There has been a noticeable increase in Garda presence around the area especially in the mornings, she says. But nevertheless, she says, anti-social behaviour remains an issue.

Unreliable garda figures make it difficult to say whether the city centre is more dangerous, or is just perceived to be more dangerous, than in the past.

Still, Murray says she hopes a regeneration would help bring new life into the arcade and its surroundings.

“You see arcades like this in every city in the world, and they can be beautiful. This just needs cleaning up, badly,” says Murray.

Back and forth

The notion of redeveloping the GPO was first touted in the October 2024 report from the Dublin City Centre Taskforce, chaired by David McRedmond.

The taskforce, charged with developing a plan to revitalise the city centre, suggested redeveloping the iconic structure as a major public building.

A decision on the GPO’s future use was to be made by the end of Q1 2025, the report said.
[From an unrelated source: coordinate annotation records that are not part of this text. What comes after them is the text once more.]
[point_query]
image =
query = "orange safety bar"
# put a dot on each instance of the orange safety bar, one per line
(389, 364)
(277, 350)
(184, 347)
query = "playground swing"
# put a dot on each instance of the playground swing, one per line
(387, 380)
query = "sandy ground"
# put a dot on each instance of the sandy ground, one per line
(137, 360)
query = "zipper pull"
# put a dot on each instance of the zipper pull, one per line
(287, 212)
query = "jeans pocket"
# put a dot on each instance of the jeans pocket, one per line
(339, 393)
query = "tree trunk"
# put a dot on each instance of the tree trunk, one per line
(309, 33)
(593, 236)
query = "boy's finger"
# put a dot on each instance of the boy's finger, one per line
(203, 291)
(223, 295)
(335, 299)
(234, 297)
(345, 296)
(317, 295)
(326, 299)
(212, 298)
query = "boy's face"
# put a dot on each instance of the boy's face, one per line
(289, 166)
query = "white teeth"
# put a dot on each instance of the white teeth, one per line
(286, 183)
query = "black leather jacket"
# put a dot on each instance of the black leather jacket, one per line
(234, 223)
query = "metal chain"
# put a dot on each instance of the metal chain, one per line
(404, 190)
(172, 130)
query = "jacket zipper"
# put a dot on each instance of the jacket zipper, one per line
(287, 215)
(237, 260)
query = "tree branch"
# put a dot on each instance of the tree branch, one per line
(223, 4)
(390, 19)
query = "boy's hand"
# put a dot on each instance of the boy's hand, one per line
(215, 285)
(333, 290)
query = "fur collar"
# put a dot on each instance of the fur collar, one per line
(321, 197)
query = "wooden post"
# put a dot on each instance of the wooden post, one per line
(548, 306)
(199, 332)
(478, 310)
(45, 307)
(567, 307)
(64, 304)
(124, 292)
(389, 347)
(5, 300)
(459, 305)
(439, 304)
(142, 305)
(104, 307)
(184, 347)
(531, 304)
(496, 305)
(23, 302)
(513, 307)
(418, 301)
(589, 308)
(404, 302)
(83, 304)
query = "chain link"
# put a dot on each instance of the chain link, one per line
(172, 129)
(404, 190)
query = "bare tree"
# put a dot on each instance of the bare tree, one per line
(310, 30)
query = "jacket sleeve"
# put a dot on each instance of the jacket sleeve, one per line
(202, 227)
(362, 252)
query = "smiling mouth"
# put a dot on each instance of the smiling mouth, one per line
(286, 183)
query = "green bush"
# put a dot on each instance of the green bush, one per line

Proposals included the “creation of a world class Museum of the Irish Nation, the relocation of RTÉ, or conversion to a major government department”.

The government officially backed the report in June and approved a roadmap for delivery of its suggestions. 

Among them, the “redevelopment of the GPO as an ambitious and historic flagship project with cultural, retail and office components”.

After the announcement, Sinn Féin Leader Mary Lou McDonald TD labelled the plans – focusing in on the mention of offices and shops – as a “shameful betrayal of Ireland’s proud revolutionary history”.

During a Dáil debate on 25 June, Justice Minister Jim O’Callaghan fired back at Sinn Féin, saying they had misrepresented the government's statements.

“It was stated that the GPO complex will be redeveloped as an ambitious flagship project, as a mixed-use development with a combination of cultural, retail and office components, befitting the national historical and cultural importance of the site,” the Fianna Fáil TD said.

Councillor Micheál Mac Donncha, of Sinn Féin, said the alarm was triggered by the government’s talk of retail units, and that it was unclear whether the government meant adding more, or revamping what’s there in the arcade. 

Sinn Féin is aware shops already exist in the arcade, but the vagueness about what the government were intending was of great concern, he said.

If the plan, as set out in the tender documents, is to enhance the shops and businesses already in the arcade and facing on to Henry Street, as opposed to turning the building into a large mall, Mac Donncha says that would be okay.

The cultural space, and offices upstairs, would be welcome, he says. “If that’s what they stick to anyway.”

Mac Donncha says he would also like to see the museum that is currently located within the GPO expanded.

Keeping office spaces in the upper floors of the GPO is a welcome idea to Jennifer Towell, manager of Clark’s shoe store, at the Henry Street entrance to the arcade.

The offices used to house 900 An Post staff members, but they relocated to North Wall in 2023.

Those staff had added to the atmosphere and footfall, she says, and have been missed. Getting those offices full and thriving again would be a huge positive, says Towell.